Fiscus houdt ex-vennoten VOF in het vizier - de wetgever geeft rugdekking
Geschatte leestijd
8 minuten
   

I. Klassieke casus

Twee of meerdere personen richten een vennootschap onder firma op (hierna: VOF) met de bedoeling bij voorbeeld een bed & breakfast uit te baten. Al snel gelooft één van de vennoten niet langer in het project en hij neemt ontslag als zaakvoerder. De andere vennoten gaan door. De exploitatie wordt inderdaad een debacle: de VOF maakt diverse schulden, zo ook belastingschulden. De VOF gaat uiteindelijk failliet en wordt vereffend.

De fiscale administratie heeft de wettelijke opdracht de belastingschulden in te vorderen. Zij meent daarbij veelal de ex-vennoot van de inmiddels vereffende VOF te kunnen aanspreken. Uit de fiscale praktijk blijkt dat de fiscus zich meer dan ooit op dergelijke dossiers focust.

II. Vennootschapsrechtelijke & fiscale analyse

Het is in het licht van het voorgaande van belang te wijzen op een aantal vennootschapsrechtelijke en fiscale spelregels. Ex-vennoten van de VOF zijn immers veelal te goeder trouw en wensen niet op te draaien voor de (overigens vaak niet onbelangrijke) schulden van de VOF veroorzaakt door de ex-medevennoten.

Vennootschapsrechtelijk

Vooreerst dienen een aantal vennootschapsrechtelijke regels worden toegelicht.

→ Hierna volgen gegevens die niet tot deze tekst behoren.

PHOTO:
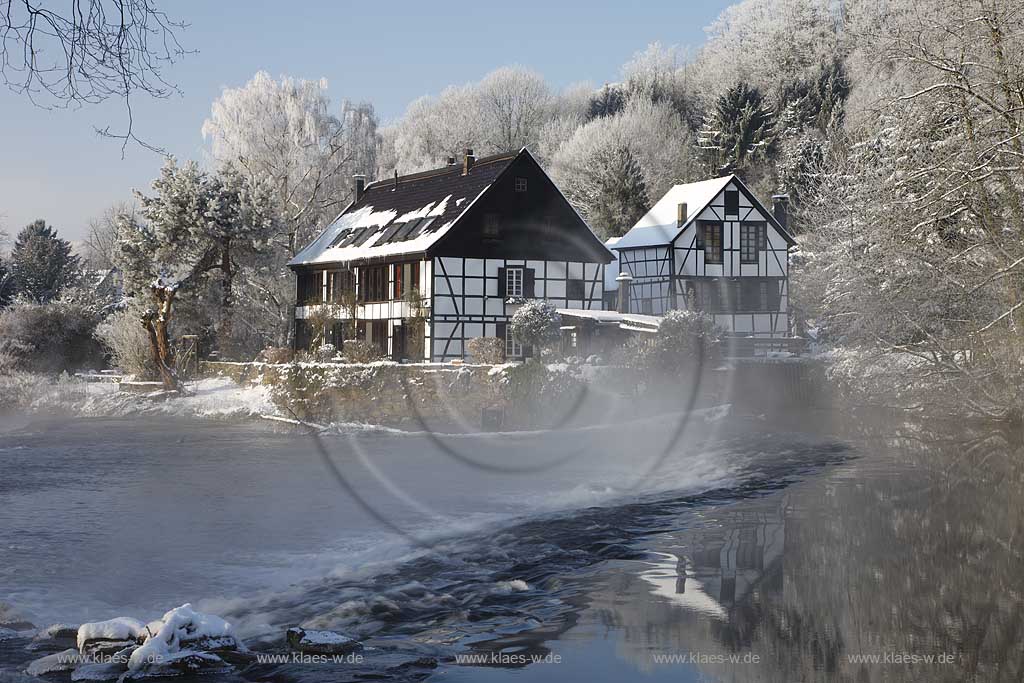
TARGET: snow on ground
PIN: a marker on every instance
(216, 397)
(221, 397)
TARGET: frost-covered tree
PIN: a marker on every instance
(919, 259)
(768, 43)
(508, 110)
(685, 341)
(536, 325)
(738, 131)
(100, 243)
(6, 283)
(815, 101)
(658, 75)
(284, 132)
(88, 51)
(620, 196)
(514, 103)
(195, 225)
(612, 166)
(42, 263)
(608, 100)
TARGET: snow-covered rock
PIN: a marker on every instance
(104, 638)
(65, 660)
(55, 637)
(182, 631)
(321, 642)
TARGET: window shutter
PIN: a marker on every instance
(527, 283)
(774, 296)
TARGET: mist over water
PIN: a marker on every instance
(529, 543)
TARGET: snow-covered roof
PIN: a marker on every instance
(632, 322)
(658, 226)
(403, 215)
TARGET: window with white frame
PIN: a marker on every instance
(513, 282)
(513, 349)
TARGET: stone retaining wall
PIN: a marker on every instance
(412, 396)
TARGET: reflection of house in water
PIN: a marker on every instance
(716, 566)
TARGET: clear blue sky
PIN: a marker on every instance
(53, 165)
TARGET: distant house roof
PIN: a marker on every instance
(631, 322)
(406, 215)
(658, 226)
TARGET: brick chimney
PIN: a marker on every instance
(681, 214)
(780, 207)
(623, 304)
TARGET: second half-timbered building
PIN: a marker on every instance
(712, 246)
(420, 264)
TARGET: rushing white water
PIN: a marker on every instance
(102, 517)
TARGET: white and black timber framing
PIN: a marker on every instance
(484, 218)
(738, 274)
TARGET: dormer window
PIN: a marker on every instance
(731, 203)
(492, 226)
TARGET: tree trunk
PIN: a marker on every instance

De vennoten onder firma zijn hoofdelijk aansprakelijk voor alle verbintenissen van de vennootschap ook al heeft één enkele vennoot getekend, mits dit namens de vennootschap gebeurd is. Vennoten in een VOF kunnen evenwel niet persoonlijk worden veroordeeld op grond van de verbintenissen van de vennootschap zolang deze niet zelf is veroordeeld.

Bij een overdracht van de aandelen, die dient te geschieden met inachtneming van de vormen van het burgerlijk recht, verdwijnt de hoofdelijke aansprakelijkheid, doch niet voor de verbintenissen van de VOF van tijdens de periode van het aandeelhouderschap van de ex-vennoot.

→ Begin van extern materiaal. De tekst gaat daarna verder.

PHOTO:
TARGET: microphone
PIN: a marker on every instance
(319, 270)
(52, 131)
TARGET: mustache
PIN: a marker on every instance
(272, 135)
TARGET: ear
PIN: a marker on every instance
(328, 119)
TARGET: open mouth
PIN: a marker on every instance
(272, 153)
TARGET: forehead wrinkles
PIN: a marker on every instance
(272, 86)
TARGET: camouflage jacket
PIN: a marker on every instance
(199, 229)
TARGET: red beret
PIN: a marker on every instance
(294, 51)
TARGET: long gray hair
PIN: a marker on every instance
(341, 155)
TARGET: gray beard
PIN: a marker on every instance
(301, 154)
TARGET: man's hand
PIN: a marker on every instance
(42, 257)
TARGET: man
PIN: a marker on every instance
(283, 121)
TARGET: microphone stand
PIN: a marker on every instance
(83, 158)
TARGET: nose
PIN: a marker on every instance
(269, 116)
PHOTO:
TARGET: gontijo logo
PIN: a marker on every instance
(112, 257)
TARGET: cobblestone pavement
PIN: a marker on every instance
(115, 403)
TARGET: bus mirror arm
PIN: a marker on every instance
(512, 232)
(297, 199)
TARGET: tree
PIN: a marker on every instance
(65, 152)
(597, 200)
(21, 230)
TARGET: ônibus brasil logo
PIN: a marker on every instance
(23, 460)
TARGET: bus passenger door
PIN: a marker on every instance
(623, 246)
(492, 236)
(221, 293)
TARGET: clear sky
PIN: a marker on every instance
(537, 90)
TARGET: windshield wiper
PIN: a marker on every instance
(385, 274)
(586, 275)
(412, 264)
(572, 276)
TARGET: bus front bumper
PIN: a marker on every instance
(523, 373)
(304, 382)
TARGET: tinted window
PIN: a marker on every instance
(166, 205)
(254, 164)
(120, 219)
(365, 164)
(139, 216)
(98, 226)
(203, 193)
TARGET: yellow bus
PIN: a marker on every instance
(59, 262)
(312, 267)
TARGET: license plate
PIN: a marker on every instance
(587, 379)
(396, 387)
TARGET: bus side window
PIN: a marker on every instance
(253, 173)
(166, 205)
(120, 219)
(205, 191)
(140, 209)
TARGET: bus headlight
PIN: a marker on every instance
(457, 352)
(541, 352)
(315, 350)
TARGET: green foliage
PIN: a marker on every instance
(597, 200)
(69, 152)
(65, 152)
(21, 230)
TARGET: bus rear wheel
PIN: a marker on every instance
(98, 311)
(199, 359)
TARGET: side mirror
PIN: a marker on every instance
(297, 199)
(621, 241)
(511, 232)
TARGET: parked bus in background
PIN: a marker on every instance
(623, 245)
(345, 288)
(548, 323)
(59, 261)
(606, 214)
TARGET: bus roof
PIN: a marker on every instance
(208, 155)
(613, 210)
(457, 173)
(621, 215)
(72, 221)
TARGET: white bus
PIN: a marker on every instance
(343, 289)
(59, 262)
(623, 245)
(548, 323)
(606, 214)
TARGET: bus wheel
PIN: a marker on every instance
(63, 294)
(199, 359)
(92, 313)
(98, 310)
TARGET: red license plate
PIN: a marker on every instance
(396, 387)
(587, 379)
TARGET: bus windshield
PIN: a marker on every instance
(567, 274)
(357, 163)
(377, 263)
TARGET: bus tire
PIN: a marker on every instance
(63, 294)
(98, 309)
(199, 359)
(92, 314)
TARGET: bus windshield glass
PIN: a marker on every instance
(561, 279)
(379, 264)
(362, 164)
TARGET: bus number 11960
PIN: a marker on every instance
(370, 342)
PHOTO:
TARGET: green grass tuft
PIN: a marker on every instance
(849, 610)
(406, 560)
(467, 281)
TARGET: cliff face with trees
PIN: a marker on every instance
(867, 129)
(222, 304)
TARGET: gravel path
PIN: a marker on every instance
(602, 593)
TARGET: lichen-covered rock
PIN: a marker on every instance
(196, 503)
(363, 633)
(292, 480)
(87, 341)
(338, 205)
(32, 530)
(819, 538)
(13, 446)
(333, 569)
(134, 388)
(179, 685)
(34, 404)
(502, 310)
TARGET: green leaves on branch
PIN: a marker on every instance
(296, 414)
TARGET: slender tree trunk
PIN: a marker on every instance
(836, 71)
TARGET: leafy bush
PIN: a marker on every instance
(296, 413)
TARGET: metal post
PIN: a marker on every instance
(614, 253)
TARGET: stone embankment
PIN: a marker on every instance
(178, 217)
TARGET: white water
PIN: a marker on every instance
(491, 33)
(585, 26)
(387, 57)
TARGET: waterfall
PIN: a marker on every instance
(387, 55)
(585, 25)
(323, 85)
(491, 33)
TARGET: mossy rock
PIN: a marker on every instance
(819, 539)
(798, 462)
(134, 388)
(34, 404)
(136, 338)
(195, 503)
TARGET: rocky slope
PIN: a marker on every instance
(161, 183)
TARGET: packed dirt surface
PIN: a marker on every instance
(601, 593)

Na ontbinding wordt een vennootschap geacht voort te bestaan voor haar vereffening. Zij behoudt derhalve haar rechtspersoonlijkheid.

De sluiting van de vereffening van een vennootschap maakt in beginsel een einde aan het bestaan en aan de rechtspersoonlijkheid van die vennootschap. Zij verdwijnt als afzonderlijk rechtssubject zonder vermogen, organen of maatschappelijke zetel. Na haar vereffening leidt een vennootschap enkel nog een passief voortbestaan in de persoon van de vereffenaar gedurende vijf jaren. De vennootschap kan na haar vereffening enkel nog worden aangesproken middels een vordering tegen de vereffenaar als zodanig, zijnde vereffenaar qualitate qua, dit is in zijn hoedanigheid van vertegenwoordiger van de vereffende vennootschap. Na de sluiting van de vereffening houdt het actief bestaan van de vennootschap aldus op en is zij vanaf dat ogenblik nog enkel aanspreekbaar als passieve rechtspersoon in de persoon en in de woonplaats van haar vereffenaar (Gent 13 december 1988).

In fiscalibus

In fiscalibus moeten de aanslagen worden ingekohierd op naam van de betrokken belastingschuldigen. Er wordt niet bepaald bij wet wie als betrokken belastingschuldige dient te worden aangemerkt indien de vereffening van de belastingplichtige vennootschap is afgesloten, zodat ter zake dient te worden teruggegrepen naar het gemeen recht, te weten hier de hoger geschetste vennootschapsrechtelijke regels. Na de sluiting van de vereffening van de belastingplichtige vennootschap wordt derhalve de vereffenaar de betrokken belastingschuldige.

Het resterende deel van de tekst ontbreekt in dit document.